USA odcinają sojuszników od informacji. Zastanawiająca decyzja
Według doniesień CBS News, 20 lipca Gabbard podpisała memorandum, w którym zakazała agencjom udostępniania informacji sojuszowi Five Eyes, do którego, oprócz Stany Zjednoczonych, należą także Wielka Brytania, Kanada, Australia i Nowa Zelandia.
"Urzędnicy wskazali, że dyrektywa sklasyfikowała wszystkie analizy i informacje dotyczące niepowodzeń rosyjsko-ukraińskich rozmów pokojowych jako «NOFORN» (nie do rozpowszechniania za granicą), co oznacza, że informacji tych nie można udostępniać żadnemu innemu państwu ani obywatelom innych państw” – czytamy w publikacji.
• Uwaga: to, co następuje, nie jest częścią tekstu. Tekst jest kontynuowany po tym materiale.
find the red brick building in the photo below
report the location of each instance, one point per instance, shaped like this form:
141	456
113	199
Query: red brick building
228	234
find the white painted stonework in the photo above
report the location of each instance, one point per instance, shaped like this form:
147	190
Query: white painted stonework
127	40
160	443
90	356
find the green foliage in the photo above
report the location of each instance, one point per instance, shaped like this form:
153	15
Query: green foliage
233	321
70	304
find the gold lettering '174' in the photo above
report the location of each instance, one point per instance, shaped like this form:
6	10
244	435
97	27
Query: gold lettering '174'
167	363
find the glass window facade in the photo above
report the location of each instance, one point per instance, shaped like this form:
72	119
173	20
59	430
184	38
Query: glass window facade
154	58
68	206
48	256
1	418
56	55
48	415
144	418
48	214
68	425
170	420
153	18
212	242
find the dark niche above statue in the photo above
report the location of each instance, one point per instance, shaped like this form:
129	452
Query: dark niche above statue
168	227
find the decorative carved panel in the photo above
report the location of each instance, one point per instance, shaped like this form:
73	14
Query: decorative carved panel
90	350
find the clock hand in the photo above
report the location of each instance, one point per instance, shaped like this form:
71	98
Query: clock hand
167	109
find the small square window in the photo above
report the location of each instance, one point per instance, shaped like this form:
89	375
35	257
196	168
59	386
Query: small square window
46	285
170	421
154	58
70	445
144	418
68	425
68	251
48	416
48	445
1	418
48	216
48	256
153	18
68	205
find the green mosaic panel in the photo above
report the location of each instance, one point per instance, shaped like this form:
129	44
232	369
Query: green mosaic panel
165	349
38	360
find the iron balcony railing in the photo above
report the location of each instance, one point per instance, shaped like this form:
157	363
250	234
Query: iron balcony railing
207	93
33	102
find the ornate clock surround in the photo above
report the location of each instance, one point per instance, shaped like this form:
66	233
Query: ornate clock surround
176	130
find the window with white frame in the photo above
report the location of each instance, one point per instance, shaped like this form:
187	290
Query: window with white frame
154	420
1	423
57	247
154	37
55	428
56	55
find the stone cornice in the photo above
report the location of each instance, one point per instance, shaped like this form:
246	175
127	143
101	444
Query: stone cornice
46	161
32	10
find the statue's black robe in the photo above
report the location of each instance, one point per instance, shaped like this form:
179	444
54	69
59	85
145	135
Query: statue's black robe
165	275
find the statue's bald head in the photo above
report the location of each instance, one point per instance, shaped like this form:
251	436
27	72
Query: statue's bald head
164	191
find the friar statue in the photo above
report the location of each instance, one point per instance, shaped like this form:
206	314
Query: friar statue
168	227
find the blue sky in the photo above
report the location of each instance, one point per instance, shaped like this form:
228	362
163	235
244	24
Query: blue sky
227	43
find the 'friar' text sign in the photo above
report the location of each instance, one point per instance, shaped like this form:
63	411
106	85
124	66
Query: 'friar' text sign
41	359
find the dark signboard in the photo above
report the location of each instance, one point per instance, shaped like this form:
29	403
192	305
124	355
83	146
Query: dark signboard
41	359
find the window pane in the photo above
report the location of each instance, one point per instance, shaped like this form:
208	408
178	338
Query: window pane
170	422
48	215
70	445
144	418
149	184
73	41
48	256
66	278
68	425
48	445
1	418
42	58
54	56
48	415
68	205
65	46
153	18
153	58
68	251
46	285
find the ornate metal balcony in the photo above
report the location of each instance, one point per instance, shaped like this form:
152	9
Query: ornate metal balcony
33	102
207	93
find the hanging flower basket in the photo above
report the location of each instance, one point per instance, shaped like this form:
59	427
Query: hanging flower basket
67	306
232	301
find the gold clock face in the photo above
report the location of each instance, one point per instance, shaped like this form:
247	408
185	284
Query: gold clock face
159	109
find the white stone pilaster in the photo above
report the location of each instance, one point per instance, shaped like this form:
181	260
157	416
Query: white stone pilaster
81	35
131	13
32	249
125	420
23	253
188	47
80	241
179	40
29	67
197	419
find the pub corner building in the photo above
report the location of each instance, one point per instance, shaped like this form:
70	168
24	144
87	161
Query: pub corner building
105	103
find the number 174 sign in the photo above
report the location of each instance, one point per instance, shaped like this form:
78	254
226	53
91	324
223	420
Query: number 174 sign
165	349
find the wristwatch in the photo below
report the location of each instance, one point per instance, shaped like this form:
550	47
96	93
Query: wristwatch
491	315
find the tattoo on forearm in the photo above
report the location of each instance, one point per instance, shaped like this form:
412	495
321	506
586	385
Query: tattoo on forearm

Jednocześnie, jak zauważa CBS News, memorandum nie uniemożliwia wymiany informacji dyplomatycznych zebranych innymi kanałami niż amerykański wywiad, ani też wojskowych informacji operacyjnych niezwiązanych z negocjacjami, takich jak informacje, którymi Stany Zjednoczone dzielą się z armią ukraińską w celu wsparcia jej operacji obronnych.
Plan pokojowy Trumpa
Donald Trump chce zawrzeć porozumienie, które zakończy trwającą 3,5 roku wojnę, ale bez zaangażowania amerykańskich wojsk na Ukrainie. Większą odpowiedzialność za koszty pomocy Kijowowi prezydent USA chce przerzucić na europejskich sojuszników. Biały Dom oświadczył, że Waszyngton nie będzie kontynuował "wypisywania pustych czeków" na finansowanie obronności Ukrainy.
Europejscy planiści wojskowi rozważali już wcześniej rozmieszczenie amerykańskich myśliwców w Polsce i Rumunii w celu przeprowadzenia ataku, gdyby Rosja naruszyła zawieszenie broni, określając to jako "mechanizm zapobiegawczy”. Pomysł ten został jednak zawieszony z powodu braku wystarczającego zaangażowania ze strony USA i Europy.
Przywódca USA publicznie wykluczył możliwość rozmieszczenia wojsk amerykańskich na terytorium Ukrainy, zezwolił jednak na wsparcie misji pokojowej przy pomocy sił powietrznych.